Bu yazımda Viktor Ullmann’ın Theresienstadt’ta bestelediği son eseri No:VII Piyano Sonatı’na yer vereceğim ancak önce bu aidiyet duygusuna kısaca değinmek istiyorum. Theresienstadt bestecilerinin öylesi bir ortamda nasıl beste yaptıkları kafamı halen çok kurcalıyor doğal olarak. Farklı kamplara girmiş ‘survivor’larla konuşuyorum halen, oradaki yaşamlar, düşünceleri, duyguları hakkında... Hiçbir zaman tam olarak anlayamayacağımın bilincinde olarak anlamaya yaklaşmaya çalışıyorum.

‘Aidiyet duygusu’ insanı güvende hissettiren bir duygu; daha da önemlisi insanın bu dünyadaki anlamının arayışı yolculuğunun en temel desteği... Bu aidiyet mekânsal, duygusal, fiziksel, zihinsel veya öğrenilmiş bir şeyle kurduğumuz bağ olabilir. 29 Ekim Cumhuriyet Bayramımız akşamı Atatürk Kültür Merkezinin tekrar açılışında bulunma onuruna eriştim. Benim için anlamı çok büyük bu açılış için erkenden Taksim’e gittim. AKM’nin önüne vardığımda duygularımın yoğunluğunu anlatamam. O İstanbul Festival konserleri beklemeleri, AKM önü buluşmaları, 6 yaşımdan beri gittiğim her konser daha da canlı bir şekilde geldi gözümün önüne. Ben orada büyüdüm; sevinçlerim, kalp kırıklıklarım, tutkuyla bağlandığım müzikler, bir kültürün insanları, yazın parfüm kokuları, daha neler neler geldi gözümün önüne... Yani ait olduğum geçmişim… İçeride kendimi çok tanıdık bir ortamda, çok güvende hissettim. Bu yaşadığım şey beni nereye götürür, içimde hangi duyguların boşluğunu tamir etmiştir, zaman içinde göreceğim. Ancak Theresienstadt bestecileri ile ilgili farklı bir açılım getirdiği kesin. Şu andaki bilincimle içimde bir soru yankılanıyor; Theresienstadt bestecilerinin müziğe duydukları aidiyet duygusu, o yoksunluğun içinde kendilerini bir çeşit yuvadaymış duygusunu hissettiren bir şey oldu mu?

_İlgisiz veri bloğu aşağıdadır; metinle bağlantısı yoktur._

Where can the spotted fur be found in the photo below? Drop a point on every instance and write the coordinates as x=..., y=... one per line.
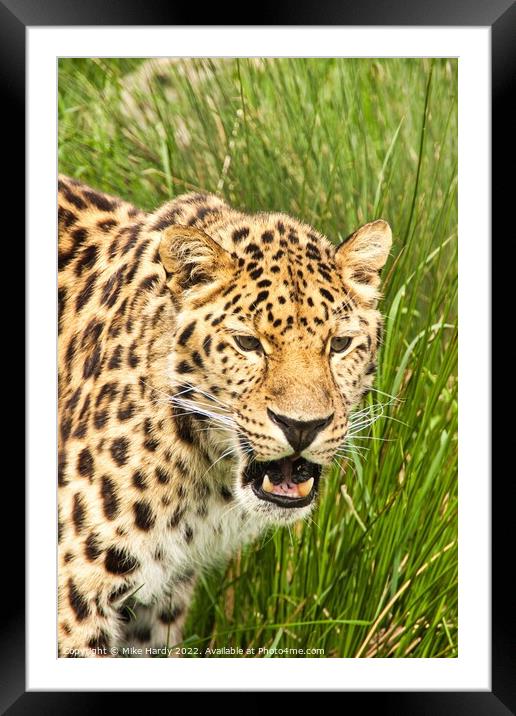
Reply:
x=160, y=410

Bu sebeple mi müziğin içinde yaşamaya devam edebildiler?

Viktor Ullmann’ın söz konusu sonatının V. bölümünü önce NYU Müzkoloji Bölüm Başkanı değerli dostum müzikolog Michael Beckerman’ın kaleminden, sonra ise benim naçizane müzikal analizimle yer vermek istiyorum.

ULLMANN’IN JÜPİTER’İ 1

 

Michael Beckerman

Mozart'ın ‘Jupiter’ Senfonisinin finalinde yer alan ünlü coda'sında, bölümün ana temaları, zamansız bir mükemmellik içinde dönerek bir tür klasik denge içinde birbirlerinin etrafında dönüyor gibi görünüyor. Terezin'de veya bu konuda başka herhangi bir yerde yazılan en dikkat çekici pasajlardan biri, Viktor Ullmann’ın son bestesi olan 7 numaralı Piyano Sonatı’ndaki bir andır. Bu an Mozart’çı modele kanallık ediyor gibi görünüyor. 22 Ağustos 1944'te tamamlanan sonat, muhtemelen Ullmann'ın diğer iki önemli Terezin bestesinden sonra yazılmış olağanüstü melodram Die Weise von Liebe ve Tod des Cornets Christoph Rilke ‘Sevgiden gelen bilgelik ve Cornets Christoph Rilke’nin ölümü’ ve Atlantis İmparatoru. Sonatın son bölümünde yer alan Füg çeşitlenmesindeki anı anlatmak istiyorum. 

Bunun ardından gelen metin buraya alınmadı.